The rare attack on Ghwayran prison in Hassakeh province on Thursday saw the jihadists detonate a car bomb near the jail and attack Kurdish forces guarding the facility in an attempt to free some of the group's members, the Kurdish-led Syrian Democratic Forces said.
The Syrian Observatory for Human Rights monitor said "five IS prisoners managed to break out", but it remains unclear whether they have since been killed or recaptured.
The US-led coalition battling IS said "SDF casualties ensued during the attack", but it did not disclose how many.
The assault triggered clashes between the jihadists and US-backed SDF forces around the prison that continued into Friday amid heightened security measures, the Observatory said.
"Clashes are ongoing between IS fighters and (Kurdish) military forces in the area," Observatory director Rami Abdel Rahman told AFP, describing it as one of the largest such attacks by IS since its proto-state was declared defeated in 2019.
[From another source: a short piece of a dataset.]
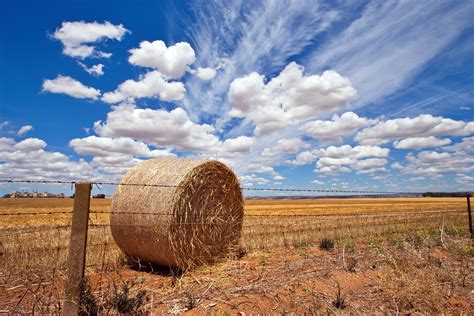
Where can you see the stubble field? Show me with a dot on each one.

"At least six IS fighters have been killed in the clashes," Abdel Rahman said, without specifying casualties among Kurdish security forces.
The SDF, which oversees the jail, said on Friday that it "arrested two IS fighters that tried to escape from the Ghwayran prison" as part of combing operations following the attack.
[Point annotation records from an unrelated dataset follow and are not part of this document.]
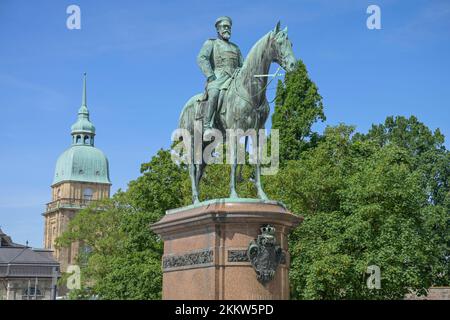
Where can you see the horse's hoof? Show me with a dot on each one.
(234, 195)
(262, 195)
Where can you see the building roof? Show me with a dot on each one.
(17, 260)
(82, 161)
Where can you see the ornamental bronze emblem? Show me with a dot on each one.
(264, 254)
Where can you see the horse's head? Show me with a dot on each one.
(282, 49)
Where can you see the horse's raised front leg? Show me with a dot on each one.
(261, 194)
(233, 193)
(193, 175)
(198, 174)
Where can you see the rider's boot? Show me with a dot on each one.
(209, 117)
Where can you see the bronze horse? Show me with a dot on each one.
(244, 103)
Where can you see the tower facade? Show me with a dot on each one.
(81, 176)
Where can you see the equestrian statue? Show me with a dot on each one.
(234, 98)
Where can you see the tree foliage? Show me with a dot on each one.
(380, 198)
(363, 204)
(298, 106)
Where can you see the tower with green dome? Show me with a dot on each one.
(81, 176)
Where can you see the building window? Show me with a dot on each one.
(87, 194)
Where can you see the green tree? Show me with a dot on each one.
(364, 205)
(298, 106)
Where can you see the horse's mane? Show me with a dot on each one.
(251, 60)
The jihadists were captured in the vicinity of the jail, it said.
It said IS fighters that carried out the attack were hiding in civilian homes in the neighbourhood of Al-Zuhoor near the jail.
"Exceptional security measures in the vicinity of the prison and surrounding neighbourhoods are ongoing," it said in a statement on Friday morning.
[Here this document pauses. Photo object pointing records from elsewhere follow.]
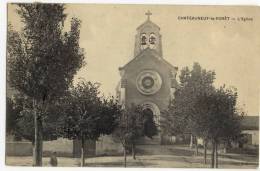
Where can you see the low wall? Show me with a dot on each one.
(63, 147)
(18, 148)
(107, 146)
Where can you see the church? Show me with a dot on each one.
(148, 79)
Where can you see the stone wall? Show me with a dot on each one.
(106, 145)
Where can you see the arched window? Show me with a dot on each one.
(143, 39)
(152, 39)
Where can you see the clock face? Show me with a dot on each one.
(148, 82)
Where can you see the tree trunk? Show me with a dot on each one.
(82, 151)
(125, 155)
(216, 155)
(133, 150)
(191, 140)
(205, 151)
(37, 153)
(213, 155)
(196, 146)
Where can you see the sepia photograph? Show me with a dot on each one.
(132, 85)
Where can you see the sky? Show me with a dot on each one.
(230, 48)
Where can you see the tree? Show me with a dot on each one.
(181, 114)
(130, 128)
(43, 59)
(87, 115)
(13, 108)
(204, 111)
(221, 118)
IS fighters "are using civilians in the Al-Zuhoor neighbourhood and areas north of the prison as human shields," it said, adding that IS had killed some civilians in the area.
"Our forces and the relevant security services are moving with great precision and sensitivity to contain these incident."
- 'Existential threat' -
Ghwayran is one of the largest facilities housing IS fighters in a semi-autonomous region controlled by Kurdish authorities in northeast Syria.
According to Kurdish authorities, more than 50 nationalities are represented in a number of Kurdish-run prisons where more than 12,000 IS suspects are now held.
From France to Tunisia, many of the IS prisoners' countries of origins have been reluctant to repatriate them, fearing a public backlash at home.
IS "remains an existential threat in Syria and cannot be allowed to regenerate," the coalition said in a statement after Thursday's attack.
"Coalition forces will continue to defend against and deter hostile activities against ourselves and our partners."
The IS group's self-declared caliphate, established from 2014, once stretched across vast parts of Syria and Iraq and administered millions of inhabitants.
A long and deadly military fightback led by Syrian and Iraqi forces with backing from the United States and other powers eventually defeated the jihadist proto-state in March 2019.
The remnants of IS mostly went back to their desert hideouts from which they continue to attack Syrian government and allied forces.
Earlier this month, IS fighters shot dead an aid worker with the Kurdish Red Crescent at the Al-Hol camp for displaced people.
Last week, an IS attack near Syria's border with Iraq killed five Syrian pro-regime fighters and wounded 14 others, according to the Observatory.